Handschuhe als Schutz
Die Folge sind Ekzeme, Hautrötungen, Schwellungen, Schuppungen, Risse, Bläschen- und Knötchenbildung. Die Berufsgenossenschaften empfehlen deshalb vorbeugend das Tragen von Schutzhandschuhen, geeignete Reinigungs- und Pflegemaßnahmen der Haut. Zur Orientierung sind, um beim Beispiel Bau zu bleiben, die Technischen Regeln für die Arbeit mit Gefahrstoffen 531 "Arbeiten im feuchten Milieu (Feuchtarbeit)" erlassen worden.
Oft therapieresistent
Etwa zehn Prozent der Bevölkerung sind von einem chronischen Hand-Ekzem betroffen.
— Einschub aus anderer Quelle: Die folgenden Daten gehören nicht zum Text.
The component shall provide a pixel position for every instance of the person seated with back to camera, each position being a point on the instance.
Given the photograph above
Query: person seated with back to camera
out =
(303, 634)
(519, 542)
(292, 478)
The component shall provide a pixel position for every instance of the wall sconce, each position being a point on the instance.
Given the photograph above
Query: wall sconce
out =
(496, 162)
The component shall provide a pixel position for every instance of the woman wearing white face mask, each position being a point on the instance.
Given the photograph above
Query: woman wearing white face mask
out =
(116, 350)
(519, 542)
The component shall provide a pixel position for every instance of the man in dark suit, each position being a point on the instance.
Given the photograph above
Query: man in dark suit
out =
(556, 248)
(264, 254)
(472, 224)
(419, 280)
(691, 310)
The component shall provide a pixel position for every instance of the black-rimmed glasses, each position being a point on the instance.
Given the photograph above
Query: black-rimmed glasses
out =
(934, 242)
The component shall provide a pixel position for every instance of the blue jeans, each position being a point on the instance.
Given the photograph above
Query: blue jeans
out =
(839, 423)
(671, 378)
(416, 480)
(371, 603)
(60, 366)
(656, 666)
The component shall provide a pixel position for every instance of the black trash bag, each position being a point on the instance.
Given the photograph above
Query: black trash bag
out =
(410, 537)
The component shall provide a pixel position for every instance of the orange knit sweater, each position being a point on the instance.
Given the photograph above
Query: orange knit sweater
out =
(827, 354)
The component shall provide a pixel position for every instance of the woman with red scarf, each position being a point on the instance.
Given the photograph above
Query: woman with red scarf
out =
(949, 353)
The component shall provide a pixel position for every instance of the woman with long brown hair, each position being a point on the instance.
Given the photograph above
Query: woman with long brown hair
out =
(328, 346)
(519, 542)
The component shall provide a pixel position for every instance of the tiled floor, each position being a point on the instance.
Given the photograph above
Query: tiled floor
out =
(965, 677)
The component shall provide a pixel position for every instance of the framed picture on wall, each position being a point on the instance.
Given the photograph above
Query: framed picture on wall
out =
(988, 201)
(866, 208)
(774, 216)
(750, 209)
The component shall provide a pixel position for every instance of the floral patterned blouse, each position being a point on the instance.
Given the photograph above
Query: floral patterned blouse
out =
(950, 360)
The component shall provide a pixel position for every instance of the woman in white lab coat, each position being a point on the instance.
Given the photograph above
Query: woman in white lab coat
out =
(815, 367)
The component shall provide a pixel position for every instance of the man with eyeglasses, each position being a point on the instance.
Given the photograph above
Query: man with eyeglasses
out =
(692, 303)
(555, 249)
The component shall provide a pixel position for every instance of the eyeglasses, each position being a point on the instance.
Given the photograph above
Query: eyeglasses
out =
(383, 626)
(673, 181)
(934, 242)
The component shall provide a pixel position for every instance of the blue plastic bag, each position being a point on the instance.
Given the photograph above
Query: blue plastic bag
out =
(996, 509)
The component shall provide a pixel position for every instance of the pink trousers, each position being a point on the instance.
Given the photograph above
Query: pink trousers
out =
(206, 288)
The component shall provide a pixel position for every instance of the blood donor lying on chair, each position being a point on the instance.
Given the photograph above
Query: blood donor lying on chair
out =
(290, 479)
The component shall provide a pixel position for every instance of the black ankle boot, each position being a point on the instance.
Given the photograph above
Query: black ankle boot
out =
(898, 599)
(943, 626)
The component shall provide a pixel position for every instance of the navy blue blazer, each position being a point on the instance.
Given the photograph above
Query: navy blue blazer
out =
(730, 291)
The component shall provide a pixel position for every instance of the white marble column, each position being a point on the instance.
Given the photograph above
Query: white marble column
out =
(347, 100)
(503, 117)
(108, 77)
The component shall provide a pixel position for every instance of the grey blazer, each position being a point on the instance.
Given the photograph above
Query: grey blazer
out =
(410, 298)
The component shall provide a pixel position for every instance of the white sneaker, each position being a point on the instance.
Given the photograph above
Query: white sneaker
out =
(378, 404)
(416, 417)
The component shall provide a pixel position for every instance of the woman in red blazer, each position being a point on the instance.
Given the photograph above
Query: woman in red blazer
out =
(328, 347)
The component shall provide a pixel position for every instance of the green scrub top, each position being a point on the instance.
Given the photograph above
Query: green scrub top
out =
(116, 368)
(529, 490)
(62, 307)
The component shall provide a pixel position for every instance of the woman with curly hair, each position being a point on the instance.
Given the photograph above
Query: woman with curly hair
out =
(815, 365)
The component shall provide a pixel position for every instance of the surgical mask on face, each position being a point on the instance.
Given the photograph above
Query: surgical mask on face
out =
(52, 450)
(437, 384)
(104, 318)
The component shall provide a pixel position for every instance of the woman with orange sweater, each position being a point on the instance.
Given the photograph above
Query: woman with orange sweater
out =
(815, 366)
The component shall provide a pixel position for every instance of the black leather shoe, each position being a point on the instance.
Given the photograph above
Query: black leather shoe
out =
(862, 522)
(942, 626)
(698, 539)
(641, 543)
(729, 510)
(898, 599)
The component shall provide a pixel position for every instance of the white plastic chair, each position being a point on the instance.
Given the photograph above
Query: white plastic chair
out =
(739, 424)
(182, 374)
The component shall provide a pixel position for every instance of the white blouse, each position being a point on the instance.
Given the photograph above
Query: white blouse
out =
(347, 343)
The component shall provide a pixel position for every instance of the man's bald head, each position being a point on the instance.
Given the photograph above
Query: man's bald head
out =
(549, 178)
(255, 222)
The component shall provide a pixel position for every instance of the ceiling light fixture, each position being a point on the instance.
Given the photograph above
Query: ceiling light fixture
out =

Davon haben sieben Prozent – in Nordeuropa und Nordamerika entspricht das etwa einer Million Menschen – eine therapieresistente Form, die sich nicht durch Glucocorticoide oder andere herkömmliche Therapiemethoden in den Griff bekommen lassen. Effektive Therapiemöglichkeiten bestehen bislang nicht. Für die Patienten ist vor allem die eingeschränkte Beweglichkeit der Hände wegen der veränderten Hautstruktur von Bedeutung. Nicht nur, dass bei etwa zwanzig Prozent innerhalb eines Jahres eine Berufsaufgabe notwendig ist, was eine Reihe an sozio-ökonomischen Problemen mit sich bringt. Darüber hinaus ist die Lebensqualität der Betroffenen stark gemindert, da Schmerzen und Schlafstörungen als Folge der Läsionen an den Händen auftreten.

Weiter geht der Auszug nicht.